The work expounds a Neoplatonic theology in which an ineffable first principle emanates successive orders—intellect, soul, natures, and the world—each sustaining series of beings that descend to corporeal existence. It argues that multiplicity issues from unity by similitude and that divine hypostases function as intermediate causes between the first principle and the sensible realm. Additional treatises consider providence, fate, and the subsistence of evil, while a concise set of doctrinal propositions lays out systematic metaphysical demonstrations. The style combines symbolic imagery with geometric and dialectical reasoning to reconcile mystical theism with rigorous philosophical argument.

CHAPTER VIII.

Because, therefore, this God is the leader of all intellectual life, and every intellect as well that which is imparticipable, as that which is participable proceeds from this cause, hence it belongs to this mighty God to feed in a distributed manner, and to nourish souls. For because indeed he is intelligible in intellectuals, he nourishes souls, and souls are called the nurselings of Saturn. But because he does not fill them with first, and unical intelligibles, but with those that are multiplied by his own cause of separation, he is said to feed them distributedly, and as it were in a divided manner. And do you not see how through these things, this God appears to be coordinate to the first triad of the intelligible and intellectual Gods? For as Socrates, in the Phædrus, says, that souls are nourished in the supercelestial place, and in the intelligible meadow, so the Elean guest asserts that the souls that are fed under Saturn, are filled with intelligible goods. And it is not at all wonderful if souls are perfected by both these; intellectually indeed, under the kingdom of Saturn; but intelligibly under the order of the first intellectual Gods. For this God himself is nourished by that order. And on this account he is allotted a leading and primary transcendency in intellectuals, because they are filled from that order [through him] with occult and unapparent powers. And he is that among the intellectual fathers, which the order of the first intellectual Gods is in the intelligible and at the same time intellectual orders. Hence the intelligible every where becomes nutriment to ascending souls, but the connexion with it is effected through the second and third Gods.

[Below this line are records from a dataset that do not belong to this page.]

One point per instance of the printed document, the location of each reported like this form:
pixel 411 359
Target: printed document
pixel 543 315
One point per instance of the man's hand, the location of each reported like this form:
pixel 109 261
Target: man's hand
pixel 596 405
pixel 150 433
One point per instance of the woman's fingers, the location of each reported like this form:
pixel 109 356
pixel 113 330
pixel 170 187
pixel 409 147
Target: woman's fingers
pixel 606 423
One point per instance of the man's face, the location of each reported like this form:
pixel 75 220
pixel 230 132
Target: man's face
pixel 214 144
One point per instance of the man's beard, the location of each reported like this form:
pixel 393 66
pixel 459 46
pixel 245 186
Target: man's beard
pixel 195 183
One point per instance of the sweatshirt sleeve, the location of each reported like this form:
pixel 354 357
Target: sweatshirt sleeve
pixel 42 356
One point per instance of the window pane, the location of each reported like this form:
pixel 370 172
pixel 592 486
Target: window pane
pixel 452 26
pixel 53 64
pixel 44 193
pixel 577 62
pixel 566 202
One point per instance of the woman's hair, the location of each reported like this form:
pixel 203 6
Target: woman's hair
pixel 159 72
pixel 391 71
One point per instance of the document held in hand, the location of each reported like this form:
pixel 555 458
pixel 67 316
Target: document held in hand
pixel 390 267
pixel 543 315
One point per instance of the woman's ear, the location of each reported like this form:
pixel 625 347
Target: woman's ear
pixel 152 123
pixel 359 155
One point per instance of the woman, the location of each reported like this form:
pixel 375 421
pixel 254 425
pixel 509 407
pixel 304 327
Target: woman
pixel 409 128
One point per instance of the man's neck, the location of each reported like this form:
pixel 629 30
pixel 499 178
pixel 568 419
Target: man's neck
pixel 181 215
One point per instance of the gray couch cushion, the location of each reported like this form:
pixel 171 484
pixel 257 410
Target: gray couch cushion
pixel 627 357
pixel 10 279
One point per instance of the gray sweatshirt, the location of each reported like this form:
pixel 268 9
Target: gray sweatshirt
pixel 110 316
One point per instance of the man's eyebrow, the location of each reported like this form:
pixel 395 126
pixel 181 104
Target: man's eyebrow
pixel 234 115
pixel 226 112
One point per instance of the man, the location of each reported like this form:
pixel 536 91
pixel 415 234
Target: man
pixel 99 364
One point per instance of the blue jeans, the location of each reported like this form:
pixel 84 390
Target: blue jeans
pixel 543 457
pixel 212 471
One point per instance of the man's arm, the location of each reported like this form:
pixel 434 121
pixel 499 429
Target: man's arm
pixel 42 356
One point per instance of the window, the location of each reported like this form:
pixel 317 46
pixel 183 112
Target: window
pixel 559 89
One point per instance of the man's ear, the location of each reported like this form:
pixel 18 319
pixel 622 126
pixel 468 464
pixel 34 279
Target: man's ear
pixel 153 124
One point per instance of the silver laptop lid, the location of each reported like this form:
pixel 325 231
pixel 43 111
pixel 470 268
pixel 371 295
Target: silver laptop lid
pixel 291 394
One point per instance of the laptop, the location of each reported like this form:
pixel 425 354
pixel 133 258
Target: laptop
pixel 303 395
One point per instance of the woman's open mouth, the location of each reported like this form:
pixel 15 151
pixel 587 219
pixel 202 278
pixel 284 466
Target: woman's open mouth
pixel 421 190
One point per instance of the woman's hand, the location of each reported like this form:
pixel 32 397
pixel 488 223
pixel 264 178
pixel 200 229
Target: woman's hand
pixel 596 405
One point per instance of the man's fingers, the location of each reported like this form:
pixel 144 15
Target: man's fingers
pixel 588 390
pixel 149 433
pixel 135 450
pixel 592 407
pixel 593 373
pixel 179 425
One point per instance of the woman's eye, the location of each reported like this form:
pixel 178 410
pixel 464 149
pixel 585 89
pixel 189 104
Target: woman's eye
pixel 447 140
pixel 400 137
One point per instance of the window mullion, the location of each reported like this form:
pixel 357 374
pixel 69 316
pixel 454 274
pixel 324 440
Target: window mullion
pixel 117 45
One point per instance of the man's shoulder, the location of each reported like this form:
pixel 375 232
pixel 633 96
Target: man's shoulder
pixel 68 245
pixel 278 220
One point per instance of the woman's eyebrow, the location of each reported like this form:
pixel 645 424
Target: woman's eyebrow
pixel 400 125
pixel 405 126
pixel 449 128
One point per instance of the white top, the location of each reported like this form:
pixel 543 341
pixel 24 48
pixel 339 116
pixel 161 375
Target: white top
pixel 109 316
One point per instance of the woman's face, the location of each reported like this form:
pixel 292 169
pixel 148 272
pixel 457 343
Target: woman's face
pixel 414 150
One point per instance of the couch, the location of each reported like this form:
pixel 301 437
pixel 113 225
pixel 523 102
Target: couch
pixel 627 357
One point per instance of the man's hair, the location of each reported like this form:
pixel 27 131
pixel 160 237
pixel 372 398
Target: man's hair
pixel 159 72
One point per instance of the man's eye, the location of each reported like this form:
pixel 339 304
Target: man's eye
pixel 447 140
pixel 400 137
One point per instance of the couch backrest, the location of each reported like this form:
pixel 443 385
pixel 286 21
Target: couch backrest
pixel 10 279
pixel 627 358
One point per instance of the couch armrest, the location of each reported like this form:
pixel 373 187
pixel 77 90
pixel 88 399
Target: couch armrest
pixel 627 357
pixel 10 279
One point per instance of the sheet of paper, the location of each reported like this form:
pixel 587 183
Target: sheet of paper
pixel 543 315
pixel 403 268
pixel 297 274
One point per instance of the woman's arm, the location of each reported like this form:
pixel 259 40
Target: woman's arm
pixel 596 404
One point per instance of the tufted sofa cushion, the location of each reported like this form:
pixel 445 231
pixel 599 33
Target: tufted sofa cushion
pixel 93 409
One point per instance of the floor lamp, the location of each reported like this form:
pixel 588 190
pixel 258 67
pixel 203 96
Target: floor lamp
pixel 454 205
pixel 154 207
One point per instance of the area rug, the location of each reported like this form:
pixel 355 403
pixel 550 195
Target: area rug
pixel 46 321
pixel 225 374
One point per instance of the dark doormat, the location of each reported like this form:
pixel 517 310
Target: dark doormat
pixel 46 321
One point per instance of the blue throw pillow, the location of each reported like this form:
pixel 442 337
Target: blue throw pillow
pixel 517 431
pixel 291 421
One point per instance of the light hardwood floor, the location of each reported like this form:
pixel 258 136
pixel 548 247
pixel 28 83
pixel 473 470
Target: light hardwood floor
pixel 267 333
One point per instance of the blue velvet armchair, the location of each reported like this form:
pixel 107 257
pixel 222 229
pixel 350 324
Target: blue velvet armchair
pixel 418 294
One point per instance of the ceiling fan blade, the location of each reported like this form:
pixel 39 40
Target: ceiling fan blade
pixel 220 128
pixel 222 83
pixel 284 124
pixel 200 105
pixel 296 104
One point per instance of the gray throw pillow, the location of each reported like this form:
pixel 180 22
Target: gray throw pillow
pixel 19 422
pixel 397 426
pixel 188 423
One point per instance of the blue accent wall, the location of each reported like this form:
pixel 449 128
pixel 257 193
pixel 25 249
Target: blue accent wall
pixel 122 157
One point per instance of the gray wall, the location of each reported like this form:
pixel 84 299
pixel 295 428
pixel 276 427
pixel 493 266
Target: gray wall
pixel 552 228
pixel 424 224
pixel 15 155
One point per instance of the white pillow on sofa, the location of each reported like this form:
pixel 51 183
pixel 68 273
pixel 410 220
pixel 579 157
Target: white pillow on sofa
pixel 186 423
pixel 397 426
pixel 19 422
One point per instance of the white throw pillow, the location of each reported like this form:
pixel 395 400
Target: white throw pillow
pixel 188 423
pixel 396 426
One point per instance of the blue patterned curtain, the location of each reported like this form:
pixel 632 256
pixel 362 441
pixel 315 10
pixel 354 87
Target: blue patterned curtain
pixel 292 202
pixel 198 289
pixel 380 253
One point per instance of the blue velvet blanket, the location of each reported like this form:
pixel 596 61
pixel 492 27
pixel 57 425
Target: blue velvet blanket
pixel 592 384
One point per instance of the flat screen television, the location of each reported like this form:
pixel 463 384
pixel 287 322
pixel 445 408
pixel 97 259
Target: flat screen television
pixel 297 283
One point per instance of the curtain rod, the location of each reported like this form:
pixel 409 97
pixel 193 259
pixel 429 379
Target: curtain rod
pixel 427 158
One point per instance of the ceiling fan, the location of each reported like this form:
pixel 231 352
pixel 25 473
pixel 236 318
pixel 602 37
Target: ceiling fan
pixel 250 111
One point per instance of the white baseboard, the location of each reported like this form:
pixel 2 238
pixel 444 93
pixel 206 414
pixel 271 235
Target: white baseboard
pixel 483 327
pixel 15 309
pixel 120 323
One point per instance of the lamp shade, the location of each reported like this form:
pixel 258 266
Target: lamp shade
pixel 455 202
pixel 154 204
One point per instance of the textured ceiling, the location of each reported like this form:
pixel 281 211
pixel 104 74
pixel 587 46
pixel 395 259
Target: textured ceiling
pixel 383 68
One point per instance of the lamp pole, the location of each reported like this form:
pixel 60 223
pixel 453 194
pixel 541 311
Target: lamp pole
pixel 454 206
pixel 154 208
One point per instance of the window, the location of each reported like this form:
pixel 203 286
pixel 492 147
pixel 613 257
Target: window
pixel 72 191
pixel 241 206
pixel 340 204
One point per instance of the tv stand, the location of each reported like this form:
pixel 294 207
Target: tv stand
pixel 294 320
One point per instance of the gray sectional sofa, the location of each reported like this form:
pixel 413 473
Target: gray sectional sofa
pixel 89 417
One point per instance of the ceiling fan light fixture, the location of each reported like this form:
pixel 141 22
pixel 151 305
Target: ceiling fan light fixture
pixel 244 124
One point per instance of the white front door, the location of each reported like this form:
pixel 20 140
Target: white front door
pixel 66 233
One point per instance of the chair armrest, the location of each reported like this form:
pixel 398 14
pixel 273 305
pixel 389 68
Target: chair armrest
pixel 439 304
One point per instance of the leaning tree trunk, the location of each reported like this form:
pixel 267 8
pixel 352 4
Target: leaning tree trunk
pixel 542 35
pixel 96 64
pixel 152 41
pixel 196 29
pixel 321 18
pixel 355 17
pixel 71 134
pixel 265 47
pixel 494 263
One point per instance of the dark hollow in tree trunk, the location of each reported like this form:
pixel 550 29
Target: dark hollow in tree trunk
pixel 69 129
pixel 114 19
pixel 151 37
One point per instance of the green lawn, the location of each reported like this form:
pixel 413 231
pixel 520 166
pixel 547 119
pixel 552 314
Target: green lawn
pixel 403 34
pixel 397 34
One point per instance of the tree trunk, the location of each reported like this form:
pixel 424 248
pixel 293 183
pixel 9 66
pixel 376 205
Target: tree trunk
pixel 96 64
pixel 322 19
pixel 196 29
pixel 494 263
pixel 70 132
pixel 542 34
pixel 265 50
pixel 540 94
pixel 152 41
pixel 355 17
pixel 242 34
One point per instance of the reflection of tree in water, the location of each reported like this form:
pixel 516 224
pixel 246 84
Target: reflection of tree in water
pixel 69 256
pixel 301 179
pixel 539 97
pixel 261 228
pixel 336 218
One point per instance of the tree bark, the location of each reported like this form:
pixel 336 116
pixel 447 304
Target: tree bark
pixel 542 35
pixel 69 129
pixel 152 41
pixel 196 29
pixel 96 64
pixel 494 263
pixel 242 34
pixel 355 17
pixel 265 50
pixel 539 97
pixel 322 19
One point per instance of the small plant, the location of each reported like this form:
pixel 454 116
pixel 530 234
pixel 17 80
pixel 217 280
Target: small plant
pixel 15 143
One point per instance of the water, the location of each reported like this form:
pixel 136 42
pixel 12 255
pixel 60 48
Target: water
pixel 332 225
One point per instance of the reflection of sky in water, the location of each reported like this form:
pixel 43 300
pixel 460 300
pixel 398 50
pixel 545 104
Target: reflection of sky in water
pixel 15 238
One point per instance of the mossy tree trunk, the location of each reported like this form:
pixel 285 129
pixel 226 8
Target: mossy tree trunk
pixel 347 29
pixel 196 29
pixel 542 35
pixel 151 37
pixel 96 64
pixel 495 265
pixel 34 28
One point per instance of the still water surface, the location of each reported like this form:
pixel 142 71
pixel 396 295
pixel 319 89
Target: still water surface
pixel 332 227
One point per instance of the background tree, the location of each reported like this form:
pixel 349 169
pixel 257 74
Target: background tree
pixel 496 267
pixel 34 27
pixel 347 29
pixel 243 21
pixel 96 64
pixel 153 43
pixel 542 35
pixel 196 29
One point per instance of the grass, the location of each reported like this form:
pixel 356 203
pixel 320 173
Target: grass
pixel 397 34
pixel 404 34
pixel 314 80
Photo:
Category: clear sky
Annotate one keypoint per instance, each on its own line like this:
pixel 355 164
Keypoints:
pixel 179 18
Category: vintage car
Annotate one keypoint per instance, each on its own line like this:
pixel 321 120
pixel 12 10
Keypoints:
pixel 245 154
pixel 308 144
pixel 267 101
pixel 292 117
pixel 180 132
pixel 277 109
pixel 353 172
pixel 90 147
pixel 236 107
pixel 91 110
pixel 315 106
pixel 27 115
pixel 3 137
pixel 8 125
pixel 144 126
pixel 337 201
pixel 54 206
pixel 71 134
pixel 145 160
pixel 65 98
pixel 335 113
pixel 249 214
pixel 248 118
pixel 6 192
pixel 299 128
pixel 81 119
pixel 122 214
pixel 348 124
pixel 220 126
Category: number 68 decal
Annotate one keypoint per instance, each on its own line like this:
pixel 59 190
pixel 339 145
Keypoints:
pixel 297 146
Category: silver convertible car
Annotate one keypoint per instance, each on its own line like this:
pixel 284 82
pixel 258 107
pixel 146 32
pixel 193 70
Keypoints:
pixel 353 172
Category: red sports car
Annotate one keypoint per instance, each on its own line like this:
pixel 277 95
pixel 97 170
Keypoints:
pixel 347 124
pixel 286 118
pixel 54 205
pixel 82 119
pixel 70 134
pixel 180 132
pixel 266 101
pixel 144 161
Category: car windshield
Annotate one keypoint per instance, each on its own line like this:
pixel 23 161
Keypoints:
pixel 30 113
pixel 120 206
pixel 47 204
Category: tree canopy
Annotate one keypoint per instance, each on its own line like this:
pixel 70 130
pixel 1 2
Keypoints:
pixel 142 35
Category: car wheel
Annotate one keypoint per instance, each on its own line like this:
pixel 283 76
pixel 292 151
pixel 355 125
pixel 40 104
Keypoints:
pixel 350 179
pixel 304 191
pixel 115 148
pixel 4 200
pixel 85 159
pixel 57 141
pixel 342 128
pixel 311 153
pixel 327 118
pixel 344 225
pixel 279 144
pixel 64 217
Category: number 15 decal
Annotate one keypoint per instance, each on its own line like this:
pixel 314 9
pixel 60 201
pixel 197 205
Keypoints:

As therefore, the demiurgic order elevates souls to the Saturnian place of survey, thus also the Saturnian order elevates them to the subcelestial[259] arch. For having made many and blessed discursive energies in the kingdom of Saturn, they are again extended from hence to the perfective, and from thence to the celestial triad, from which contemplating the supercelestial place, they are now ineffably conjoined with the supreme goods of intelligibles. And after this manner the second orders always connect souls with the orders prior to them. Hence also, the theurgic art imitating the unapparent periods of souls, arranges initiations in the mysteries of the second Gods, prior to the more sublime mysteries. And through these, it causes us to pass to the intelligible place of survey. These things, therefore, Plato indicates concerning the Saturnian life, and the polity of souls under Saturn, not in the Politicus only, but also in the discourses of the Athenian guest. For in the fourth book of the Laws he celebrates the life under Saturn, obscurely signifying the undefiled nature, the facility, plenitude, and self-sufficiency of that energy, through fabulous fictions.